Luo Yuzhou, Yang Xiusheng
Department of Natural Resources Management and Engineering, University of Connecticut, Storrs, CT 06269, USA.
Chemosphere. 2007 Jan;66(8):1396-407. doi: 10.1016/j.chemosphere.2006.09.026. Epub 2006 Nov 13.
This paper presented a framework for analysis of chemical concentration in the environment and evaluation of variance propagation within the model. This framework was illustrated through a case study of selected organic compounds of benzo[alpha]pyrene (BAP) and hexachlorobenzene (HCB) in the Great Lakes region. A multimedia environmental fate model was applied to perform stochastic simulations of chemical concentrations in various media. Both uncertainty in chemical properties and variability in hydrometeorological parameters were included in the Monte Carlo simulation, resulting in a distribution of concentrations in each medium. Parameters of compartmental dimensions, densities, emissions, and background concentrations were assumed to be constant in this study. The predicted concentrations in air, surface water and sediment were compared to reported data for validation purpose. Based on rank correlations, a sensitivity analysis was conducted to determine the influence of individual input parameters on the output variance for concentration in each environmental medium and for the basin-wide total mass inventory. Results of model validation indicated that the model predictions were in reasonable agreement with spatial distribution patterns, among the five lake basins, of reported data in the literature. For the chemical and environmental parameters given in this study, parameters associated to air-ground partitioning (such as moisture in surface soil, vapor pressure, and deposition velocity) and chemical distribution in soil solid (such as organic carbon partition coefficient and organic carbon content in root-zone soil) were targeted to reduce the uncertainty in basin-wide mass inventory. This results of sensitivity analysis in this study also indicated that the model sensitivity to an input parameter might be affected by the magnitudes of input parameters defined by the parameter settings in the simulation scenario. Therefore, uncertainty and sensitivity analyses for environmental fate models was suggested to be conducted after the model output was validated based on an appropriate input parameter settings.

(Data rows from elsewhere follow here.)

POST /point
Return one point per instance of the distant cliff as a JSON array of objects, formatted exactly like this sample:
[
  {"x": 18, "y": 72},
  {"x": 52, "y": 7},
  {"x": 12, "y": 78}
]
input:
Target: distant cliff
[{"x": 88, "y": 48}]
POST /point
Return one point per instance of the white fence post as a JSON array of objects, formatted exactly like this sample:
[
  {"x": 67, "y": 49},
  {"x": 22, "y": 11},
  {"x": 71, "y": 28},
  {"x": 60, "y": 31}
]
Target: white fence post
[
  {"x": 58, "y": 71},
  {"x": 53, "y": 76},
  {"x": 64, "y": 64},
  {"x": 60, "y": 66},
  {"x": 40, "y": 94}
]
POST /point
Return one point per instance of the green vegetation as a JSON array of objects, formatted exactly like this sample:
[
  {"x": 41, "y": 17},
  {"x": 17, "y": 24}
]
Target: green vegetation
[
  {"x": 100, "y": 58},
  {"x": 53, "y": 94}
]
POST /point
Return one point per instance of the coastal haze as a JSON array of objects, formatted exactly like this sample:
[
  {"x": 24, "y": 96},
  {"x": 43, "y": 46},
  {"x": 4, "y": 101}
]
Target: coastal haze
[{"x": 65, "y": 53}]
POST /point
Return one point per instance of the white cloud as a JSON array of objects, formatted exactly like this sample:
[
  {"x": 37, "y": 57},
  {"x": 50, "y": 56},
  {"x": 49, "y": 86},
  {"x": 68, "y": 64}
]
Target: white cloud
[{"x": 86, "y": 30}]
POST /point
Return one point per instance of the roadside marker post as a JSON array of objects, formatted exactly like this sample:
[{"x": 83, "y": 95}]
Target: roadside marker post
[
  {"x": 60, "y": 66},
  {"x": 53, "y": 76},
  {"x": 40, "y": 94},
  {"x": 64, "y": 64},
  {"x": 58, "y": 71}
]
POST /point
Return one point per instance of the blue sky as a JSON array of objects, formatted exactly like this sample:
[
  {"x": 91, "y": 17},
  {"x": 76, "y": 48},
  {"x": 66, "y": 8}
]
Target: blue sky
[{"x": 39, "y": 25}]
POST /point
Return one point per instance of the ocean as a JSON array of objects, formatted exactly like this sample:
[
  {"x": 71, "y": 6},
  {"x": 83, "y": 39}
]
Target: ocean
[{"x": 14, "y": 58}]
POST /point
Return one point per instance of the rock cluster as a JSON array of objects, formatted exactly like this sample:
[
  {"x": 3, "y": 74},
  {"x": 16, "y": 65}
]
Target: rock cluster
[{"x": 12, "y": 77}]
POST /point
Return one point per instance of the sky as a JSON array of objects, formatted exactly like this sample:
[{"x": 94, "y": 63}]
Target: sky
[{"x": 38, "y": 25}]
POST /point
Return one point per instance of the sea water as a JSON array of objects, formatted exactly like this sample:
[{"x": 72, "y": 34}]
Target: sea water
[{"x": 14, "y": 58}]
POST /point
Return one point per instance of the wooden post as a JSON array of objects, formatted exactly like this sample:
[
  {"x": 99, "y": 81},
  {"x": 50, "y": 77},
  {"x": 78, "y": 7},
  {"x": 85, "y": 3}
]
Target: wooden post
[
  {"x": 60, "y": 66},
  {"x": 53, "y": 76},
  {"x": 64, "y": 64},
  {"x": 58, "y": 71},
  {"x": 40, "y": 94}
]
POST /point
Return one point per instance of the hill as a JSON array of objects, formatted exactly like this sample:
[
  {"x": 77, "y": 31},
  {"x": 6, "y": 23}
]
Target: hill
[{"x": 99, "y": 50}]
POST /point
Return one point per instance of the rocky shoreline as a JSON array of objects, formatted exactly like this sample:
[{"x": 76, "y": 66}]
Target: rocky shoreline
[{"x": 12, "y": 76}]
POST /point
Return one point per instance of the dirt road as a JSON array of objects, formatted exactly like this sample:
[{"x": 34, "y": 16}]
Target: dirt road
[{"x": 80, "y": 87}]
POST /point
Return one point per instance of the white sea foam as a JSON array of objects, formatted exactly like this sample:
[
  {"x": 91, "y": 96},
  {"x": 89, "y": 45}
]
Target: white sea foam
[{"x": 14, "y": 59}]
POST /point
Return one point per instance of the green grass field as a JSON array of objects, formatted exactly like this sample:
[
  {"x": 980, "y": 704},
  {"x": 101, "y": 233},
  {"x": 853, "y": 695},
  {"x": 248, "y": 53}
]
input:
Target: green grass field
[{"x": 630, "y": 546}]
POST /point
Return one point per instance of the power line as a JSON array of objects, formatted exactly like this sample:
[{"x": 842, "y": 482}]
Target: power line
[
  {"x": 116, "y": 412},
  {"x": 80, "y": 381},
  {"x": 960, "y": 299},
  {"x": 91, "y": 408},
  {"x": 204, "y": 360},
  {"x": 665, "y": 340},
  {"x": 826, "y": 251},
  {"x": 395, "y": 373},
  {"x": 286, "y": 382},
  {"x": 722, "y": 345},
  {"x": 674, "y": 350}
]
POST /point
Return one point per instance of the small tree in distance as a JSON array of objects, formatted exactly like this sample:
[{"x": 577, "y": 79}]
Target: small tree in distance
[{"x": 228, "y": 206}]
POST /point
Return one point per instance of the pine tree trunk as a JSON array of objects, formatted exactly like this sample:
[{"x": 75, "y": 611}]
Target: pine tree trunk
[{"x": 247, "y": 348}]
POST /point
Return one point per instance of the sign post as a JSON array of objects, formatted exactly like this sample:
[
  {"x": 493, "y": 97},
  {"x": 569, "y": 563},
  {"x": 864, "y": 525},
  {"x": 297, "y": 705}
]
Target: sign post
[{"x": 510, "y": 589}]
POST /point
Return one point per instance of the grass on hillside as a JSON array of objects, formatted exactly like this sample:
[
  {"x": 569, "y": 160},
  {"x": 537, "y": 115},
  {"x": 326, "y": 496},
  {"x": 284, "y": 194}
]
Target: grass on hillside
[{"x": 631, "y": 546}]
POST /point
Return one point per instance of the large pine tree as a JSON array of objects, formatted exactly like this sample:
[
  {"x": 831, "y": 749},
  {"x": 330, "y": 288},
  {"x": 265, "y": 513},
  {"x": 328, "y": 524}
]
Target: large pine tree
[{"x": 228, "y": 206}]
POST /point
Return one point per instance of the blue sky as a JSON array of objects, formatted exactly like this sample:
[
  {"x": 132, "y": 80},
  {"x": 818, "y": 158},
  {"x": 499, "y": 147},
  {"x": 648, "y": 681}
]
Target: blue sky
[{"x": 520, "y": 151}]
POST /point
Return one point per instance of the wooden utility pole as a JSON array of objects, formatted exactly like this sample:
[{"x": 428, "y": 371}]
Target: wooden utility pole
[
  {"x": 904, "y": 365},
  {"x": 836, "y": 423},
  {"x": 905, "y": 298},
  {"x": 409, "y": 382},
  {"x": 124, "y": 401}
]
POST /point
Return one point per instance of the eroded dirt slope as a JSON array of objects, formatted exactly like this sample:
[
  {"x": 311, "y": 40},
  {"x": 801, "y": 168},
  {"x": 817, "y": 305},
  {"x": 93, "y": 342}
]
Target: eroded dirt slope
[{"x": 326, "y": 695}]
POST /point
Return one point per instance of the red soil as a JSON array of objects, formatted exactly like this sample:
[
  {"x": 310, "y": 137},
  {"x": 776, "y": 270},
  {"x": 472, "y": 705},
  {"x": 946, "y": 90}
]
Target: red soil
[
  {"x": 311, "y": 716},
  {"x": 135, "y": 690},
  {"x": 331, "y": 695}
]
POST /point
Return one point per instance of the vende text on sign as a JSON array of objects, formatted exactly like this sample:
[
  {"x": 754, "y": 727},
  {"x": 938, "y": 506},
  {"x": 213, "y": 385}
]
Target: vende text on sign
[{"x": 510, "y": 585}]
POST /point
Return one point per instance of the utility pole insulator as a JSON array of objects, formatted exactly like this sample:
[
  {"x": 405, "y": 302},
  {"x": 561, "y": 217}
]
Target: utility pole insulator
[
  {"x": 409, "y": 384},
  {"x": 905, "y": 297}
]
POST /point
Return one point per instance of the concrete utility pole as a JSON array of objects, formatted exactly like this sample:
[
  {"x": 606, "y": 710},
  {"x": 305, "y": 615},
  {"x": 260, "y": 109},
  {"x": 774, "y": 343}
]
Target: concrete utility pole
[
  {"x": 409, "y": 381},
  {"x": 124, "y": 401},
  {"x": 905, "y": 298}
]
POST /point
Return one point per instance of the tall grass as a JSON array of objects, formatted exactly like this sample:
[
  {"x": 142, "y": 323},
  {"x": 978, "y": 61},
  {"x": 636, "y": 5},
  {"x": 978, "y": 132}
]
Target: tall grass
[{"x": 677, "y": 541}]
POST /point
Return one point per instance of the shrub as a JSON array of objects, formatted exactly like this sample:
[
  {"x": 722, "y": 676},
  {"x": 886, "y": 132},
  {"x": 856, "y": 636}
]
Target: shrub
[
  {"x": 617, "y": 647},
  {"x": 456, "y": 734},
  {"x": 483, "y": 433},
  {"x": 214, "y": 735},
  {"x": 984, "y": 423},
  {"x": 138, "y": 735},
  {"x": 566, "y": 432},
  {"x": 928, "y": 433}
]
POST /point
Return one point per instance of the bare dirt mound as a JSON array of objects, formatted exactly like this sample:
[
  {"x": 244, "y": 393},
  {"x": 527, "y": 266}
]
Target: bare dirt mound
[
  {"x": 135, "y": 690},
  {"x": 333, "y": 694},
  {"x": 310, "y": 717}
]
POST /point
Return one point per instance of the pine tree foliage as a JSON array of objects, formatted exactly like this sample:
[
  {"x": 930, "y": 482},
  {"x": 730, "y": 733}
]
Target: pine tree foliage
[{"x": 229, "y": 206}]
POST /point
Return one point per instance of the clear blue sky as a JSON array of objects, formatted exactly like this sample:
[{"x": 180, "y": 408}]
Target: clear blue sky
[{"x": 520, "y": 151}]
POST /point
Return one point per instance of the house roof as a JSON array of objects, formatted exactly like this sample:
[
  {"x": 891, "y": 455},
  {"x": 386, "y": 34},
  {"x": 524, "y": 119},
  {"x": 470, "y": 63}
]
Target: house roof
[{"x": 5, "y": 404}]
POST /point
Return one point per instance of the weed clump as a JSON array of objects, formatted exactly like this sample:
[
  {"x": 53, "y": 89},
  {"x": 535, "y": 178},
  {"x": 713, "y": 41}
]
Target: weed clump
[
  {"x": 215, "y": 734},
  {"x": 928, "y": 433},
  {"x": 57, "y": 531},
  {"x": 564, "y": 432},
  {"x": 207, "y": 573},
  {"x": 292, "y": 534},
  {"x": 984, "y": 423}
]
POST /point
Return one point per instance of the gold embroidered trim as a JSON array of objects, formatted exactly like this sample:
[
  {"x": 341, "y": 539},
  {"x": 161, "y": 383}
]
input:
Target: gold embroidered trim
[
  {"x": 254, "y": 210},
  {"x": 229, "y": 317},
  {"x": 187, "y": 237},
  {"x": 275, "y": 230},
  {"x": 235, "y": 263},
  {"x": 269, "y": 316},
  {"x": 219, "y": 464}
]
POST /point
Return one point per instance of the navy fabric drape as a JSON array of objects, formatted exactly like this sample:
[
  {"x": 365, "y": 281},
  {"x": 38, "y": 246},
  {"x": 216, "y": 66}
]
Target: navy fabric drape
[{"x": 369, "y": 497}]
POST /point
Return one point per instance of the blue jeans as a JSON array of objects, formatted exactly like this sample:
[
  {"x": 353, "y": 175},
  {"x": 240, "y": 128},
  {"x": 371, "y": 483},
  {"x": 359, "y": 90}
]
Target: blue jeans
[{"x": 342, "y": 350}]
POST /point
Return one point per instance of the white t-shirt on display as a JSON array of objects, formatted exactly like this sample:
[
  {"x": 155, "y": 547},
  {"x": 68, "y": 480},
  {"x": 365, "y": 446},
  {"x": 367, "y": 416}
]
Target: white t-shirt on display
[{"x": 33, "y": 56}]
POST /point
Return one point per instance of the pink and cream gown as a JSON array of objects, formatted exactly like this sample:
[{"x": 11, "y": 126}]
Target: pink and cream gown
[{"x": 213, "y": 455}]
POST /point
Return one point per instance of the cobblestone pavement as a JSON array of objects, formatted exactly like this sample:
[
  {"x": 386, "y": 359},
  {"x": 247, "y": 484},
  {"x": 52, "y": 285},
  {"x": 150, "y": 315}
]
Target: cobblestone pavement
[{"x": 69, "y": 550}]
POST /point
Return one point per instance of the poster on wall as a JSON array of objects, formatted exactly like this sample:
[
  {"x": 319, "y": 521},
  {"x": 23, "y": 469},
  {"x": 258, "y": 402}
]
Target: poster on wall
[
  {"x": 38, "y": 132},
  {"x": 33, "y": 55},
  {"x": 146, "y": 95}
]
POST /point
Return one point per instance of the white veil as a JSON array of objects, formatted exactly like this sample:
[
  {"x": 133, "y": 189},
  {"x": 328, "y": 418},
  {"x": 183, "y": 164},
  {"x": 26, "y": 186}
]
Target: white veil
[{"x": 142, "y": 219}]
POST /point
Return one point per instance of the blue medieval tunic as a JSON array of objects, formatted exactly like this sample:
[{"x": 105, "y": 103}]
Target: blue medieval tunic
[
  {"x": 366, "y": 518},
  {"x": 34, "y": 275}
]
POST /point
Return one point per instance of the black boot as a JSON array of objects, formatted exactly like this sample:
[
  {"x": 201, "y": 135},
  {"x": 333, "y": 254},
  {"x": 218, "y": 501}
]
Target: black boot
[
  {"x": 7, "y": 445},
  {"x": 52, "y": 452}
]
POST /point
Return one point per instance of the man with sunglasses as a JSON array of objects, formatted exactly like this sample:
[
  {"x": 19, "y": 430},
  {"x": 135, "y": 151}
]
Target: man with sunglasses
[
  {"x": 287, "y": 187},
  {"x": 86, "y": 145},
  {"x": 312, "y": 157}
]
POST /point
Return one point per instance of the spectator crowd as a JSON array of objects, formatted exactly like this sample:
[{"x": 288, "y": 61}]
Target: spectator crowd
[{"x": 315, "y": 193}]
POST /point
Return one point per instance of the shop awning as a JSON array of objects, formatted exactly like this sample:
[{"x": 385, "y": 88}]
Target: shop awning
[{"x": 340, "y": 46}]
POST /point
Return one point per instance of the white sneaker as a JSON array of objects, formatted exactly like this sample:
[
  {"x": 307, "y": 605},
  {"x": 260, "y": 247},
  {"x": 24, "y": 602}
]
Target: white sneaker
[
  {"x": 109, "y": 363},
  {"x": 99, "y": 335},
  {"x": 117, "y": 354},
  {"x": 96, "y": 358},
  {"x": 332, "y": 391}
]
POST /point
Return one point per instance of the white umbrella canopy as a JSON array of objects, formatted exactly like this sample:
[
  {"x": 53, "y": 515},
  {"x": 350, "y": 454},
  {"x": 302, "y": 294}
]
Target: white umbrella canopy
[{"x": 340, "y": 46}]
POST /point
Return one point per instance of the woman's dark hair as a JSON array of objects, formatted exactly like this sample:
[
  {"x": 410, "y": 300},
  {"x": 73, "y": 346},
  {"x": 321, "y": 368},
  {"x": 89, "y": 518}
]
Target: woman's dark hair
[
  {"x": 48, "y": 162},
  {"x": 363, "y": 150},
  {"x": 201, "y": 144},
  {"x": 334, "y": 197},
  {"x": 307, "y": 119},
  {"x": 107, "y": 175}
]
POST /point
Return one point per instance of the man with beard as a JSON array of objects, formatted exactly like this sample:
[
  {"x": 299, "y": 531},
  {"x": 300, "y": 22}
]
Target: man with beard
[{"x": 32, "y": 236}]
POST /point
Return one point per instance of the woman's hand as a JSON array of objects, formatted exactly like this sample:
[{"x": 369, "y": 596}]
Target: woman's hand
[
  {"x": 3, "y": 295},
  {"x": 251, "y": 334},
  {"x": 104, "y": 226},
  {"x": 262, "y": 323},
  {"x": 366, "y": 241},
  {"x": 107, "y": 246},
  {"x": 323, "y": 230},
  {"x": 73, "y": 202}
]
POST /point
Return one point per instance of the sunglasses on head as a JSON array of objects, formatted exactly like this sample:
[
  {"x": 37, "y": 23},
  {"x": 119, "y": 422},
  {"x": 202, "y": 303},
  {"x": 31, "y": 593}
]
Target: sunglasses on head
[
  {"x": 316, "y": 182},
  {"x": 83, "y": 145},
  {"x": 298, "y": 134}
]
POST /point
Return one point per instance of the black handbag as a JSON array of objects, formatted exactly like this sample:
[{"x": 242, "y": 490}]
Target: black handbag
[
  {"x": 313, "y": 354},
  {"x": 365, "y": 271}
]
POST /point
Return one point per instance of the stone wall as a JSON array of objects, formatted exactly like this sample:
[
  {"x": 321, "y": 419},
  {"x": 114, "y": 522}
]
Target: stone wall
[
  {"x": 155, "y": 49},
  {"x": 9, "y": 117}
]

本文提出了一个用于分析环境中化学物质浓度以及评估模型内方差传播的框架。通过对大湖地区选定的有机化合物苯并[a]芘(BAP)和六氯苯(HCB)的案例研究对该框架进行了说明。应用了一个多介质环境归趋模型来对各种介质中的化学物质浓度进行随机模拟。蒙特卡罗模拟中既包括了化学性质的不确定性,也包括了水文气象参数的变异性,从而得出了每种介质中浓度的分布。在本研究中,假设隔室尺寸、密度、排放和背景浓度等参数是恒定的。将空气、地表水和沉积物中的预测浓度与报告数据进行比较以进行验证。基于秩相关性,进行了敏感性分析,以确定各个输入参数对每种环境介质中浓度以及全流域总质量存量的输出方差的影响。模型验证结果表明,模型预测与文献中报告数据在五个湖盆中的空间分布模式具有合理的一致性。对于本研究中给出的化学和环境参数,针对与气-地分配相关的参数(如表层土壤湿度、蒸气压和沉积速度)以及土壤固体中的化学分布(如有机碳分配系数和根区土壤中的有机碳含量),以降低全流域质量存量的不确定性。本研究的敏感性分析结果还表明,模型对输入参数的敏感性可能会受到模拟场景中参数设置所定义的输入参数大小的影响。因此,建议在基于适当的输入参数设置对模型输出进行验证之后,再对环境归趋模型进行不确定性和敏感性分析。